This is part of a series:

  1. Behavioural View of Product Development - Part 1
  2. Behavioural View of Product Development - Part 2
  3. (this post) Behavioural View of Product Development - Part 3

The Action Section

What “Customer Action” are you trying to improve?

Instead of thinking of the problem, think of the process or action. This action is taken by the target customer base to achieve the desired outcome. No matter how ground-breaking your product is, there HAS to be some action that people already do, that you are going to improve.

Let’s take the infamous Ford quote (Ford never actually said this): “if I asked the users they would want faster horses.” Nevertheless, the action Ford improved was “daily commutation of people and goods”.

Thinking about the action helps in two ways. First, you distance yourself from the problem. This makes it easy to handle multiple Cognitive Biases, which are makers’ worst enemies. And second, when you think of actions you need to be specific. This helps you define things in less subjective and hazy terms.

When you say “We solve the problem <X>” it’s very likely that you are being too biased and actually not making much sense.

For example “Dropbox solved the problem that people forget pen drives”. On the other hand, when you talk about action, you end up getting into specifics. The action that Dropbox improved is: “sharing of files”. “Pen drives” was just one of the solutions to it, which wasn’t enough.

While this seems to be a subtle difference, it does change the way you think about things. Let us, for a moment, take a look at some of the actions improved by groundbreaking technologies, that were rejected by experts.

Intended outcome of the action

Why do the users take this action in the first place? What is it they are trying to achieve or avoid?

The intended outcome helps you associate a “worth” with the action. The greater the worth, the leaner the MVP you can get away with. What we mean is this — all things being the same, users are more likely to try out even a buggy solution when the action that means a lot to them. This is to be contrasted with the situation that the action is not super relevant, in which case even a polished solution might not get adopted.
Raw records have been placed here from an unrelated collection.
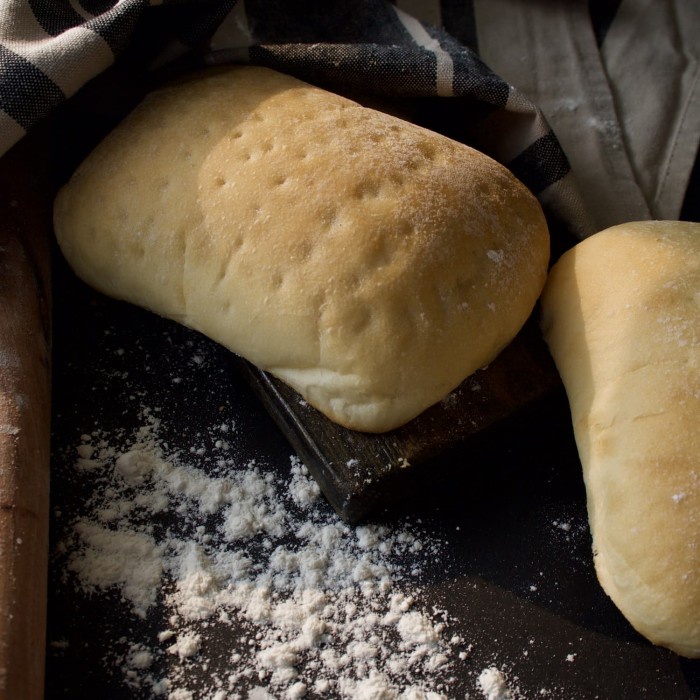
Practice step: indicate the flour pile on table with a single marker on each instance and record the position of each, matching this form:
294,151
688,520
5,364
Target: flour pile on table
261,591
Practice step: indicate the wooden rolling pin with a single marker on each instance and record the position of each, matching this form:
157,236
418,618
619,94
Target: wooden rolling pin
25,229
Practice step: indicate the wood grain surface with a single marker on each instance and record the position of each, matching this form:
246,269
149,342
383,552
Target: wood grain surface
24,416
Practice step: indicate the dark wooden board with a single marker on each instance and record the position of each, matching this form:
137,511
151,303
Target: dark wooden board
361,472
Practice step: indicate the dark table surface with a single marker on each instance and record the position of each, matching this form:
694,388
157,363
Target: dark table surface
514,573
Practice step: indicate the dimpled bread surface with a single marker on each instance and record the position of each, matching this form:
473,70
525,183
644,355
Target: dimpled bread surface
369,263
621,314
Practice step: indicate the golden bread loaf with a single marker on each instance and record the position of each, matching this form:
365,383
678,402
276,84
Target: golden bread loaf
369,263
621,314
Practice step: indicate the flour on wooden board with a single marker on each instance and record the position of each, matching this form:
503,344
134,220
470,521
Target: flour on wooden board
313,607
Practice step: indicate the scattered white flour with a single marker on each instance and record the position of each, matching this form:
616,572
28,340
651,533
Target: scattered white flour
493,684
309,606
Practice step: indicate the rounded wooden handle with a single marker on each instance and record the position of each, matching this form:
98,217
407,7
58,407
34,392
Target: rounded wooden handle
25,231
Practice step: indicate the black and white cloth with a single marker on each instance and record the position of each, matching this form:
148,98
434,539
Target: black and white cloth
594,105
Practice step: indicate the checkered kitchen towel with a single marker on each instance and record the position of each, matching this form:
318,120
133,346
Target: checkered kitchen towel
603,125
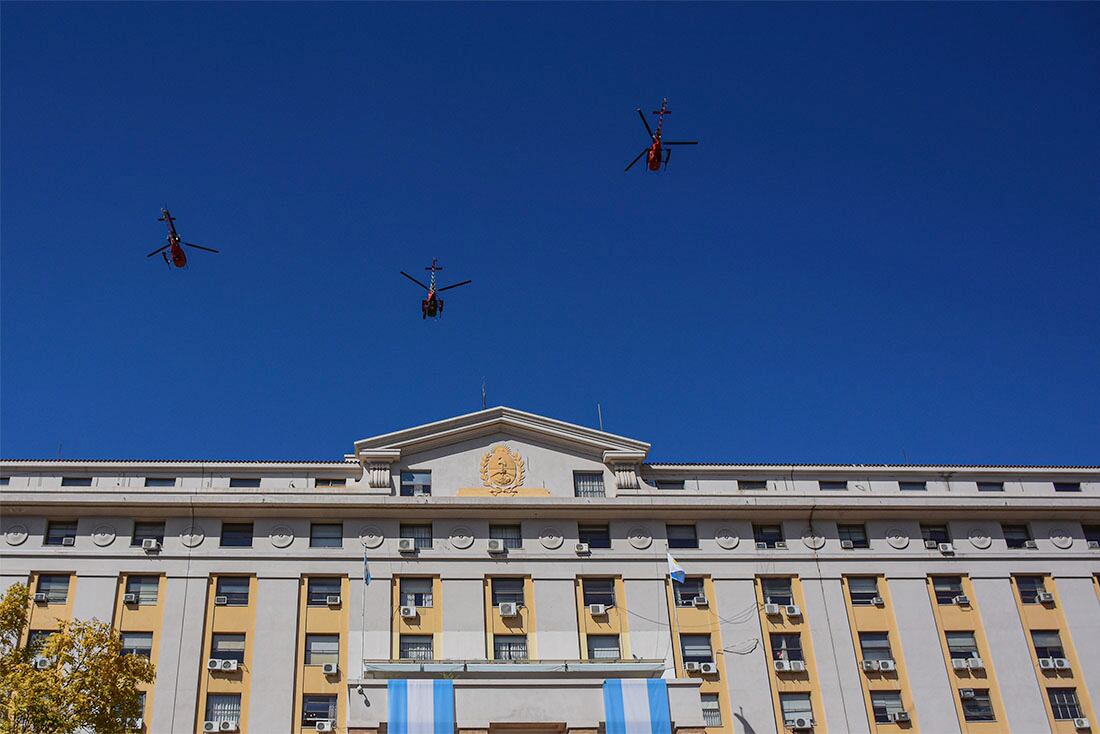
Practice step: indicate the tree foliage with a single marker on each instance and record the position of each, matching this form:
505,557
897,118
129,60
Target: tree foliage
88,682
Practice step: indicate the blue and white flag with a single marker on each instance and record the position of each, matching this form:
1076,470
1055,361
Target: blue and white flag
637,707
420,707
674,570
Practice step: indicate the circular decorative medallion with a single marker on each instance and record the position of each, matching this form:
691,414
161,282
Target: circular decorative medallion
727,538
15,535
371,536
282,536
898,538
640,537
462,537
551,538
103,535
193,536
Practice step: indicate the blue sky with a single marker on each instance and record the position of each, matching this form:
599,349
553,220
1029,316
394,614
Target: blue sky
886,247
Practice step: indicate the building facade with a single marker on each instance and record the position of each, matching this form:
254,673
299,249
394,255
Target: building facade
525,559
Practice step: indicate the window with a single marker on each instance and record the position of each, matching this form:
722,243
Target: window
795,705
510,534
138,643
57,532
318,590
978,708
596,536
55,587
855,534
777,590
321,649
768,536
688,591
598,591
1016,536
223,707
876,645
589,484
234,589
712,712
787,647
1064,703
416,483
862,590
681,536
509,647
1047,644
961,645
1030,587
230,647
884,703
416,592
237,535
415,647
946,588
318,708
144,587
326,535
507,591
603,647
695,648
420,535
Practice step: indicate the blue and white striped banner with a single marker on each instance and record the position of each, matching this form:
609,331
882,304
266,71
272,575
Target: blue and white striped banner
637,707
420,707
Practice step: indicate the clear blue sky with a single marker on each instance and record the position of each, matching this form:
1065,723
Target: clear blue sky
884,247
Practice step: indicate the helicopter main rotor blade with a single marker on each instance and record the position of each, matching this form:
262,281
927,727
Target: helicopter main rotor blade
415,281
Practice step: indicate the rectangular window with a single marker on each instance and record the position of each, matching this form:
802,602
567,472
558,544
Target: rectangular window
589,484
510,534
318,708
681,536
322,649
57,532
978,708
138,643
234,589
228,646
507,591
875,645
326,535
854,534
416,592
416,483
509,647
318,590
598,591
596,536
55,587
787,647
696,648
603,647
237,535
147,530
777,590
420,534
415,647
862,590
144,588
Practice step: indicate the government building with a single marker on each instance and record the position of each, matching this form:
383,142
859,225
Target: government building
502,572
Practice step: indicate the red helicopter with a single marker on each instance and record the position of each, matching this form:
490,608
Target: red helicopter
178,256
657,155
432,305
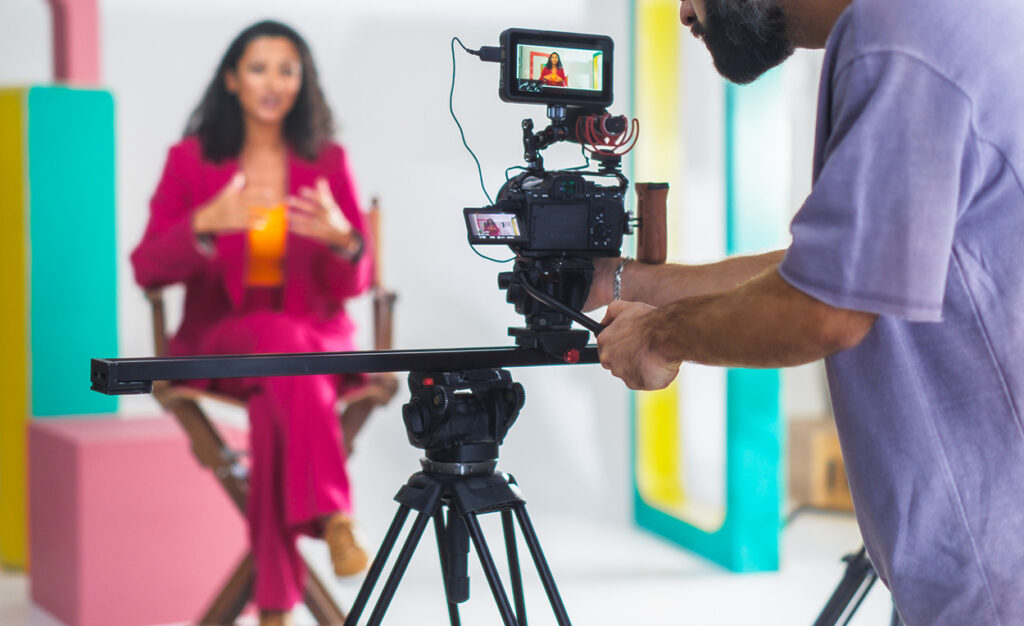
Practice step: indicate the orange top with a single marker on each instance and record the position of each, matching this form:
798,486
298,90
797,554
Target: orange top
265,266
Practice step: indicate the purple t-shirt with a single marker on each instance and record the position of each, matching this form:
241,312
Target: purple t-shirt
916,214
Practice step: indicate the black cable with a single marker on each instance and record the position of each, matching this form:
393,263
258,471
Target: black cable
579,318
462,133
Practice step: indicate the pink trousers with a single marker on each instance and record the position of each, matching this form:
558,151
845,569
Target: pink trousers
298,462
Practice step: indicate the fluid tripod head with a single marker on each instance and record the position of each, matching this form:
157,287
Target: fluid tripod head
461,418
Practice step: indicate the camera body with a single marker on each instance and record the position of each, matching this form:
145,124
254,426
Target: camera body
556,222
553,213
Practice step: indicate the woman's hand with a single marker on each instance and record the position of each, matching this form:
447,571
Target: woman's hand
231,209
315,214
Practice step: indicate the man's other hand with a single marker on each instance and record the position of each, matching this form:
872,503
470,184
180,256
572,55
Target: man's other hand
625,347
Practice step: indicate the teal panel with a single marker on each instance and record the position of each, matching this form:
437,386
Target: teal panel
757,197
73,258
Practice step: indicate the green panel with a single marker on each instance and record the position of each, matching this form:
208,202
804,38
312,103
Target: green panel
73,261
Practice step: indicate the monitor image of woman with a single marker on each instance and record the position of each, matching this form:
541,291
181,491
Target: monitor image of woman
552,73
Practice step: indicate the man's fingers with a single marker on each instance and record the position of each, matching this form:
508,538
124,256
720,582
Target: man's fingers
613,310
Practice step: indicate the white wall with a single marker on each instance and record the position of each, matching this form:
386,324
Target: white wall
569,449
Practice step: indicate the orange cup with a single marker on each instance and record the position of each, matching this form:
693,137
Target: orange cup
267,238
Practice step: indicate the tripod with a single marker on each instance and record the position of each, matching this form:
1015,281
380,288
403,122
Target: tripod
462,433
851,591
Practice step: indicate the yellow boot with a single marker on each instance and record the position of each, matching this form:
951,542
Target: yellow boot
347,553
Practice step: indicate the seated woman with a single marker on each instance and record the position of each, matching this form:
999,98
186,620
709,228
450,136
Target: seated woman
257,155
552,72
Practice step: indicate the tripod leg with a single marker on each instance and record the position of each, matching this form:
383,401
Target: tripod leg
858,572
378,566
542,565
489,571
399,568
443,550
860,596
514,573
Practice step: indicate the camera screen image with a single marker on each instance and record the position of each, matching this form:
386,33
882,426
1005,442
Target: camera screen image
559,67
494,227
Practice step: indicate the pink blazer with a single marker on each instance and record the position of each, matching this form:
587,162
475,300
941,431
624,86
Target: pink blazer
317,281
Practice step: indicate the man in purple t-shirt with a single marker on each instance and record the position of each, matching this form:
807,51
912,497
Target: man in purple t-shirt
905,274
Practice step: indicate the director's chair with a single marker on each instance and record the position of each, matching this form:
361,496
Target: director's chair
226,465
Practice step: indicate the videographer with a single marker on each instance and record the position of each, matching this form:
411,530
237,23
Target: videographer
903,274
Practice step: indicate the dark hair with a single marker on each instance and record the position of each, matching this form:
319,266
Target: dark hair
549,60
218,123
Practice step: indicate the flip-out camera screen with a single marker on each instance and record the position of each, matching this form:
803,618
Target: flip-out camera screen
489,226
555,68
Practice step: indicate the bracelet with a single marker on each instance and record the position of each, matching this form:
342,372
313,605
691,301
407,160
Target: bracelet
616,281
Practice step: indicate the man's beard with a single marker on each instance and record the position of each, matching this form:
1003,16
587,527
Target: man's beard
744,41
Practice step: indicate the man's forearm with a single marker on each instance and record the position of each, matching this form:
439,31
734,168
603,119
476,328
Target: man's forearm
659,285
765,323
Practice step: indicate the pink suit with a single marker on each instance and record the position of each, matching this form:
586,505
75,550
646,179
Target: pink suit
298,463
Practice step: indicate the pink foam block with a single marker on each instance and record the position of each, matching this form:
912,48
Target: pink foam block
125,526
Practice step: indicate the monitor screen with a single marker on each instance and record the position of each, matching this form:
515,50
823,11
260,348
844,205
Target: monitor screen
493,226
551,68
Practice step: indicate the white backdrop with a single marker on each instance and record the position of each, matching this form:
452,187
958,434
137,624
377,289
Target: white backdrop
386,69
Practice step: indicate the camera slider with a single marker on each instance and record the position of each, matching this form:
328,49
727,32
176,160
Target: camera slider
124,376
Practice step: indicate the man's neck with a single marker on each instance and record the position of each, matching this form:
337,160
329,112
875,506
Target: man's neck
812,21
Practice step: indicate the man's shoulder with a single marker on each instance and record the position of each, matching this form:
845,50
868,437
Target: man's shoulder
939,33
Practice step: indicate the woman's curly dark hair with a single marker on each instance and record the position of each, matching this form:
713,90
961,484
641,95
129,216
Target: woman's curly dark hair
218,122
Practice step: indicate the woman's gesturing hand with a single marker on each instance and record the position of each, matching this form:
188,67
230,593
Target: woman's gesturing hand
235,208
315,214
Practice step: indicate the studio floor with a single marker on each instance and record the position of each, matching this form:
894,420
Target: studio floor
607,575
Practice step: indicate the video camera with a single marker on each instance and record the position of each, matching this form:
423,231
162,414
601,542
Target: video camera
556,221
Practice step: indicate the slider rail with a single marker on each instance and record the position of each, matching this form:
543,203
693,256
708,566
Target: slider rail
124,376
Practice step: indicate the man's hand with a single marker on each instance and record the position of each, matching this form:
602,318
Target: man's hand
626,348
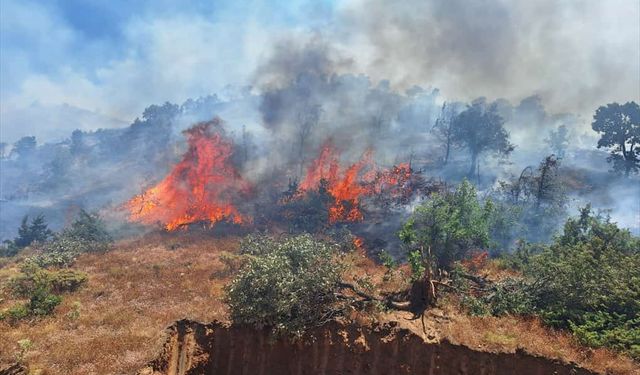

Try to answer this — what happens if they do NOT take this action at all, and no solutions in this space exist, even the work arounds? If even your early adopters can live without solving it, you are likely trying to create a new market — you need to be aware of this.

Eg. for LightCat, I would say “ in the absence of quantifiable customer discovery, they WILL build a misshapen product, and will eventually get into a Feature Creep AND Discounting game which will kill them”

Cost of the action today

Problems arise out of current solutions. The way people take The Action today, is obviously sucky according to you. In this section, we define what’s wrong with this. Usually, there is a problem in one or more of the following dimensions
1. Time taken:
2. Cash spent:
3. Satisfaction with desired result:
4. Brain cycles (too confusing)

Putting numbers to it is important. The Maker Poll will take you to quantification anyway, but it’s better to be clear upfront. The cost of the action, multiplied by the value of the Intended Outcome gives you a sense of something important — how likely are the customers willing to pay — with money or attention.

Psychographics Section

1) Internal Triggers to take the action

Think of what they are doing just before they take the action. Read Hooked to dig deep. We have borrowed this section from the Nir Eyal’s hooked principles. We have added some layers to it for so that it’s easy for you to keep an objective view (remember, our goal is to make this more scientific and process driven — objective measurement is paramount).

Positive Trigger: is there a moment of happiness when they take the “action”?
Eg: “eureka moment: they just found some evidence that their product is a good fit for a market they hadn’t intended it for”. How “happy” is this on the Likert 5-point scale?

Negative Trigger: is there a moment of pain when they take the “action”?
Eg. dejection: they just pitched their idea to a collaborator who felt that no one needs it, and the makers had no real data to prove otherwise. How painful is this on the Likert 5-point scale?

2) Best time to place an external trigger (CTA)

This is connected to the “internal triggers” above. Think of the time when they need your product the most.
Eg. Right after they had a meeting with an investor or a partner, they have lots of new thoughts that need validation.

This also helps you plan your communication architecture — when should you send a notification? Should you integrate your product with a calendar, so that you know when to send reminders?

Conclusions

Our goals here are simple —

  1. We want to dig deeper into the Problem Identification piece of CustDev
  2. We want to be scientific by measuring everything on a scale
  3. We do NOT want to replace the Face to Face interview, but augment it.

The process we recommend is this — first you conduct some secondary research to SCOPE the problem. Second, create your problem hypothesis with the Problem Canvas. Third, share a Maker Poll to validate the hypothesis to 30 respondents. Also ask them to OPT-IN for face to face interviews in the Poll itself. Fourth, conduct really deep customer interviews to get to the root of the problem.